ADVERTÊNCIA E REFLEXÃO

 Não se deve tomar esta história por apócrifa, por ter sido atestada ao R. P. M. Fr. Bento Jerônimo Feijó, monge beneditino no Reino de Castela, e hoje, por sua raríssima erudição, bem conhecido em toda a Europa, por várias cartas, que teve do Marquês de Valbuena e D. Gaspar de Melchior[3], e outras pessoas de igual crédito, que com toda a exação a averiguaram, informando-se dos mesmos irmãos de Francisco da Veiga e outros, conhecendo-o, e vendo-o no estado em que temos dito; e o mesmo P. afirma, e transcreve por certa no 6º tom. de seu Teatr. Critic. circunstância que, na verdade, lhe pôde tirar todo o escrúpulo de dúvida. E nós agora informados com mais miudeza de algumas circunstâncias que ali se não individuam, a escrevemos no idioma pátrio, para que a ninguém se oculte prodígio tão raro, e a todos (ainda àqueles que não entendem bem a língua castelhana, ou não tiverem a Obra do Teatro Crítico) se manifeste um caso, que pode servir de incentivo a uma profunda meditação da inescrutabilidade da Providência Divina; pois vemos que ainda em um Elemento tão estranho, e contrário à sustentação da vida humana, quis Deus dar a este homem um acomodado e gostoso abrigo, talvez que segurando-lhe por aquele caminho o mais direito da sua salvação. Pois é certo que por aquela total demência ficou reduzido a uma inocência pura, incapaz de cometer culpa digna de pena, sendo mui fatível (e também provável, pela boa inclinação que nos seus poucos anos se lhe tinha observado), que aquela alienação o achasse livre de pecado grave. E o que daqui se segue é que não só passou a vida suave pelos impulsos da sua inclinação, mas ditosamente passaria a gozar da Glória por altos favores do Céu, que a todos ajuda e socorre, e o faria daquela criatura nesta forma para nos mostrar que, se a grandeza e a incompreensibilidade de seu poder a conservará naquele inimigo Elemento da água, muito melhor o pode fazer a todos no da terra, que nos deu por Mãe e de que nos criou. Pode isto servir de consolação aos que se consideram desfavorecidos da fortuna, conhecendo, que ainda que na que parece mais adversa, Deus não falta em socorrer a todos, e em toda parte. Omito muitos discursos físicos e morais, que sobre este caso se fizeram, por ser este mais católico e verdadeiro.


LISBOA OCIDENTAL



Na oficina de PEDRO FERREIRA, Impressor da Augustíssima Rainha N.S. Ano M DCC LX. Com todas as licenças necessárias.

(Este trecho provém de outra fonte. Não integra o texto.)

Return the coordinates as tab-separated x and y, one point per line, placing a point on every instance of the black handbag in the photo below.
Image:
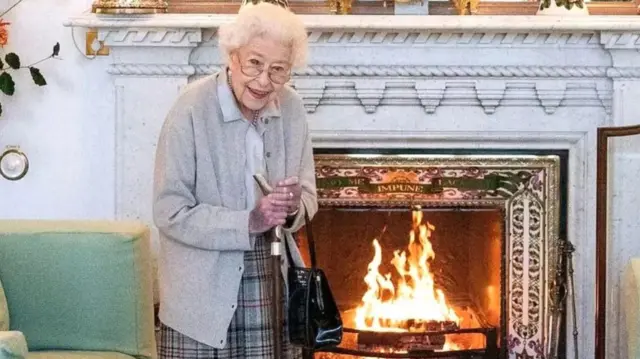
314	320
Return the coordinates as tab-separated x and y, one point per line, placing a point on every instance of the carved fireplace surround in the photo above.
394	82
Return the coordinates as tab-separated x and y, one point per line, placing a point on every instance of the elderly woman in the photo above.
214	278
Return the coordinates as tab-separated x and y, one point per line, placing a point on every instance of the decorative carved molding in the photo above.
167	37
430	93
551	95
151	70
455	37
490	93
441	38
370	93
437	71
623	72
311	91
620	40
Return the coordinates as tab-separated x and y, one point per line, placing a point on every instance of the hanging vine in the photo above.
12	61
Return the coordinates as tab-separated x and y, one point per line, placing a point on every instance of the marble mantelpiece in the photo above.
489	82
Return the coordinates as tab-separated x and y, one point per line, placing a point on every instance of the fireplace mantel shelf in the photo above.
377	22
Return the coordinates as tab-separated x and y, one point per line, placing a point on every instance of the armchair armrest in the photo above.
13	345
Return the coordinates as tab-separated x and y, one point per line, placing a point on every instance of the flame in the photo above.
413	299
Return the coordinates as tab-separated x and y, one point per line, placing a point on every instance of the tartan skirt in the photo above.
250	333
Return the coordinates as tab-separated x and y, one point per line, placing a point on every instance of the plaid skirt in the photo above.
250	332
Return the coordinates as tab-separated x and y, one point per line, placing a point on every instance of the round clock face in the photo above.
13	164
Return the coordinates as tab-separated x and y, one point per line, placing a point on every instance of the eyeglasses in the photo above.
278	74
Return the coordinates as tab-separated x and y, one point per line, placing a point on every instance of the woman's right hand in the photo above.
266	215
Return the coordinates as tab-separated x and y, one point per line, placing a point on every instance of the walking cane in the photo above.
276	281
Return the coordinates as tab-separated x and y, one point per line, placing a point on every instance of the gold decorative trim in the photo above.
386	7
129	7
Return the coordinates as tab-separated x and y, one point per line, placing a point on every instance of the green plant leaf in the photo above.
56	49
12	60
6	84
37	77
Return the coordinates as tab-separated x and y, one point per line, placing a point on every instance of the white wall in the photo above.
66	128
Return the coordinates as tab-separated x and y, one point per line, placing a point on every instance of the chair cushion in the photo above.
81	285
12	345
76	355
4	310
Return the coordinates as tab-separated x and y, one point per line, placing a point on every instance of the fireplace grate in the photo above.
490	351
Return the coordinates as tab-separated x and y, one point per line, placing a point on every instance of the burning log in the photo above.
411	341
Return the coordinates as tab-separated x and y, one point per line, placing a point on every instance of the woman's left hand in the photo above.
287	194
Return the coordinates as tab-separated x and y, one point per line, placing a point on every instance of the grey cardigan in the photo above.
199	203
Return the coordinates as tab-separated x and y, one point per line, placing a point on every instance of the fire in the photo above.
412	301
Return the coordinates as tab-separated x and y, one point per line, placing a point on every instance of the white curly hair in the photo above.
265	20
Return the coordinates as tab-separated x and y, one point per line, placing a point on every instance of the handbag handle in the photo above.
310	241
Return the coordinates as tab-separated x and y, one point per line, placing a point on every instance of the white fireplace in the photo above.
413	82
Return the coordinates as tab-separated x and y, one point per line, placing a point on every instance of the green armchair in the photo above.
76	290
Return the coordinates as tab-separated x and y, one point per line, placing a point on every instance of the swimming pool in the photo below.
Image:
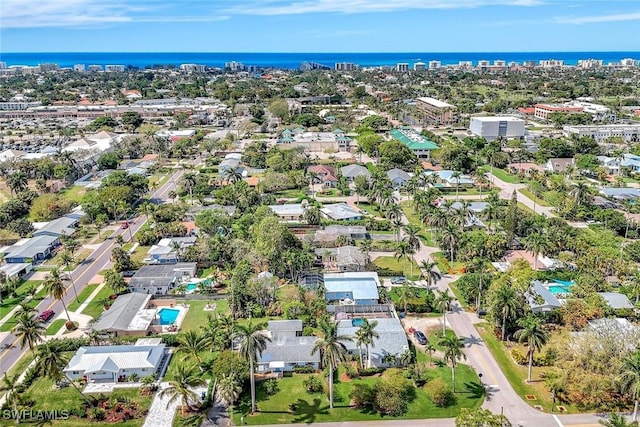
357	322
168	316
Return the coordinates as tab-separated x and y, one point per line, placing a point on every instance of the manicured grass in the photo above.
529	194
399	268
82	297
315	407
96	306
517	374
196	316
55	326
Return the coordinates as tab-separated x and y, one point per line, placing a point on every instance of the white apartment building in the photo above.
601	133
490	128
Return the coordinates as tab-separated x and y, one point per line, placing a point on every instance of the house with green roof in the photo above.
418	143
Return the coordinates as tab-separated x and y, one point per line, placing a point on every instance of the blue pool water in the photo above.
168	316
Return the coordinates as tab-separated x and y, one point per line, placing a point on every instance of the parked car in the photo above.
46	315
420	337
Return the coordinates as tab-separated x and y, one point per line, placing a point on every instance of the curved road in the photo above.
96	262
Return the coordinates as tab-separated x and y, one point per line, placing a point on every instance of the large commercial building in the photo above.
490	128
436	111
628	133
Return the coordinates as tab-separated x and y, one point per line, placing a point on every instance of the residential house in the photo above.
168	250
159	279
129	315
287	349
117	363
350	172
540	298
391	340
292	212
398	177
359	288
343	258
559	165
341	212
325	175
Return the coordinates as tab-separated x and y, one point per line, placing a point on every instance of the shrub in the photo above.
518	357
313	384
440	393
362	395
271	387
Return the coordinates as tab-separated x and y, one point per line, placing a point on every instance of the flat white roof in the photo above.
434	102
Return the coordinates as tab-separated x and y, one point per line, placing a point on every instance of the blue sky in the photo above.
319	25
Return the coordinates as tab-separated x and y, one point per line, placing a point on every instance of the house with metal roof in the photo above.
127	316
350	172
31	250
419	144
159	279
287	349
359	288
391	340
116	363
341	212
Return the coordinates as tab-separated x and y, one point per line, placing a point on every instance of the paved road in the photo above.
97	261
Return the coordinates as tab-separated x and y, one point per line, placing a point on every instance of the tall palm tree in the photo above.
184	379
55	287
30	330
67	259
443	302
429	270
537	244
365	335
253	341
453	353
506	300
630	378
534	335
191	343
332	351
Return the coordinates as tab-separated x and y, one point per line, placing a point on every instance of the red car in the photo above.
46	315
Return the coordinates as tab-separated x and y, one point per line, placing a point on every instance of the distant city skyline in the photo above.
319	25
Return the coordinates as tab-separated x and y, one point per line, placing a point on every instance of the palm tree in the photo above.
537	244
332	351
429	270
55	287
66	258
617	420
443	302
453	353
506	300
30	330
532	333
630	378
184	378
192	343
365	335
253	341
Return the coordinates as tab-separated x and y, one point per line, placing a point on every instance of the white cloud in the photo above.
85	13
635	16
297	7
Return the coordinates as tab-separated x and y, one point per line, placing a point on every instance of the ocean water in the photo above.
293	60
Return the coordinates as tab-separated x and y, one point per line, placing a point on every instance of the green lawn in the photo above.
82	297
196	316
315	407
55	326
529	194
96	306
398	268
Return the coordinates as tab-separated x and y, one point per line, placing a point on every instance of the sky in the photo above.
319	25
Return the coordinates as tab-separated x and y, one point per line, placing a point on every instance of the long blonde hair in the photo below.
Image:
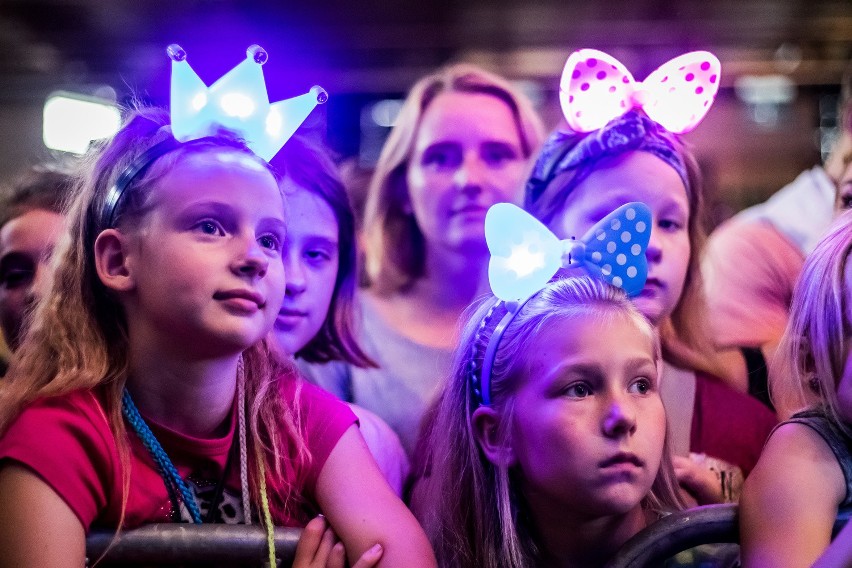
78	336
812	353
473	508
683	334
394	245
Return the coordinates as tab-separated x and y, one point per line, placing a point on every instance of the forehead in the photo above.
633	176
31	231
590	337
467	116
308	213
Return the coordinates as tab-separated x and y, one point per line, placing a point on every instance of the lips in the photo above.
470	208
291	312
622	458
289	318
248	299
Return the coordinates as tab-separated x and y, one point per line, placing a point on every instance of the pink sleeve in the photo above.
749	272
63	441
324	419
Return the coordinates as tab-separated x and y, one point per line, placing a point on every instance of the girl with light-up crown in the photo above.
558	453
145	391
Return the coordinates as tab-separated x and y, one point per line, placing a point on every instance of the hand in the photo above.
699	482
319	548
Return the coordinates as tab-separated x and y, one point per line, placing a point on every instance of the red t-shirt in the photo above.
67	441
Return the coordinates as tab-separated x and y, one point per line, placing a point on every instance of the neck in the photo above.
584	543
453	278
191	397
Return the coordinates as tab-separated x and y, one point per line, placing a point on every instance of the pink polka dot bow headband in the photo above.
596	88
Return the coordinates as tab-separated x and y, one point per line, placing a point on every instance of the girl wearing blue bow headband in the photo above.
582	174
145	390
560	456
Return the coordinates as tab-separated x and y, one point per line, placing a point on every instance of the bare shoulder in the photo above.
790	499
37	527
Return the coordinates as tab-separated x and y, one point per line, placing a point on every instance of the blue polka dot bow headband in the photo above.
525	256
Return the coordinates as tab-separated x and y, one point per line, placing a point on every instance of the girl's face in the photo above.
206	265
844	191
639	176
26	245
311	263
589	426
467	156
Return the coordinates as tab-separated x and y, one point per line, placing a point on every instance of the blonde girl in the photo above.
804	476
145	391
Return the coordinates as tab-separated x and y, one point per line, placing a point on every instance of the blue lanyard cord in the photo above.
168	472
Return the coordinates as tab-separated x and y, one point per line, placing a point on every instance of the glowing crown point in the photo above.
176	52
320	94
258	54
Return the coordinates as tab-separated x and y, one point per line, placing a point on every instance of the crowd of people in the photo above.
203	335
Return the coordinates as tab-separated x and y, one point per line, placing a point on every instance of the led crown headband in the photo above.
238	101
595	88
525	255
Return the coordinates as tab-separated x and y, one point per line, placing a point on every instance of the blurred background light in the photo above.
72	121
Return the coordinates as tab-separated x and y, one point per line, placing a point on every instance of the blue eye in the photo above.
578	390
210	227
270	241
495	154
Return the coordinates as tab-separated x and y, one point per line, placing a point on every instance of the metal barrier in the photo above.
711	524
178	544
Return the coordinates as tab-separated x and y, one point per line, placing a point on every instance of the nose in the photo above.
654	252
471	174
619	420
295	272
252	261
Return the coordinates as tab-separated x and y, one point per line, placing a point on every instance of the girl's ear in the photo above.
486	428
111	260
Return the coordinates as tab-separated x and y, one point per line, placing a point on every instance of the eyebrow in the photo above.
581	367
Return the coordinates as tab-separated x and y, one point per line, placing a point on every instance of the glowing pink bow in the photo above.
596	87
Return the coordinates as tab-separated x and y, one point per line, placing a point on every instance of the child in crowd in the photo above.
31	221
560	456
583	174
464	140
804	476
315	322
144	390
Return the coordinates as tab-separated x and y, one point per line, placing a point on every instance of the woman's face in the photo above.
638	176
844	387
589	426
467	156
311	261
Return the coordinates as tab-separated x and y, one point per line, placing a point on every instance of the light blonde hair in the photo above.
811	356
473	508
394	245
78	337
684	336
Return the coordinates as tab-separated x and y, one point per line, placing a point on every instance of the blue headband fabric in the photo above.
567	151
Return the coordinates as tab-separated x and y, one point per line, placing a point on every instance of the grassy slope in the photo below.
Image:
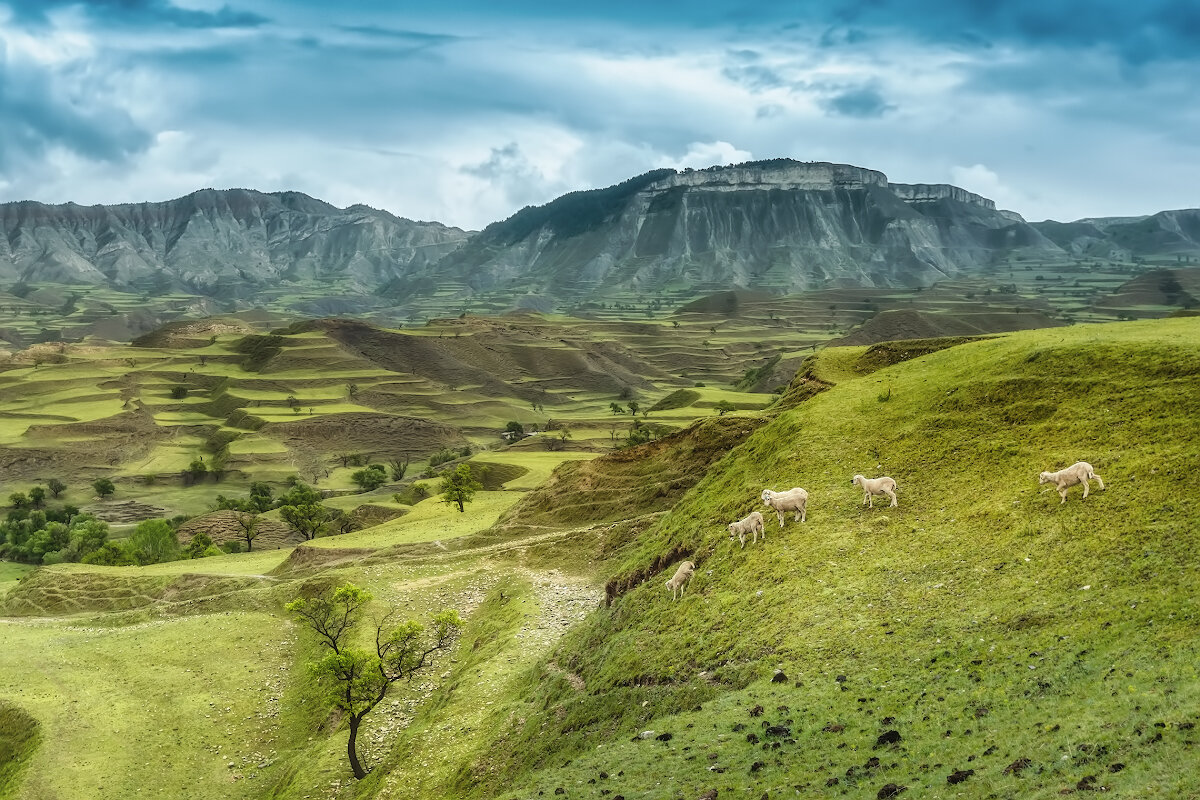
979	619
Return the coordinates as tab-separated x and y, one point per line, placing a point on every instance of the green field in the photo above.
981	620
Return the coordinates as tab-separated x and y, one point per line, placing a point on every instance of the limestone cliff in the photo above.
781	224
214	240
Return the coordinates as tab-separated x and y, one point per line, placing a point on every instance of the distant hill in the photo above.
216	242
781	226
761	228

[1] O monge beneditino Bento Jerônimo Feijó e Montenegro (1676 — 1764), erudito iluminista galego, ensaísta de grande prestígio em sua época, estudou com profundidade o caso, coletando testemunhos de pessoas idôneas e confiáveis, e, no Tomo Oitavo, §§ I, do “Teatro Crítico Universal”, de 1726, reproduziu, ipsis litteris, a descrição detalhada que fez dos acontecimentos o Marquês de Valbuena. A narrativa de cordel de Pedro Nisa Robes de Melo, publicada em Lisboa em 1740, baseia-se, em grande parte, na obra do respeitado filósofo e intelectual galego. Francisco da Veiga (em espanhol, Francisco de la Vega), o homem-peixe de Líérganes, não é, assim, um ente lendário, ou um produto duma fértil imaginação, mas, possivelmente, uma vítima de cretinismo, conforme especulou Gregorio Marañón no livro “Las ideas biológicas del Padre Feijoo”.
[2] Domingo de la Cantolla Miera (Liérganes, 1610 - sec.  XVII), clérigo espanhol, secretário-geral da Inquisição na Espanha.
[3] Gaspar Melchor de la Riba Agüero, gentil homem, Cavaleiro da Ordem de Santiago do séc. XVIII.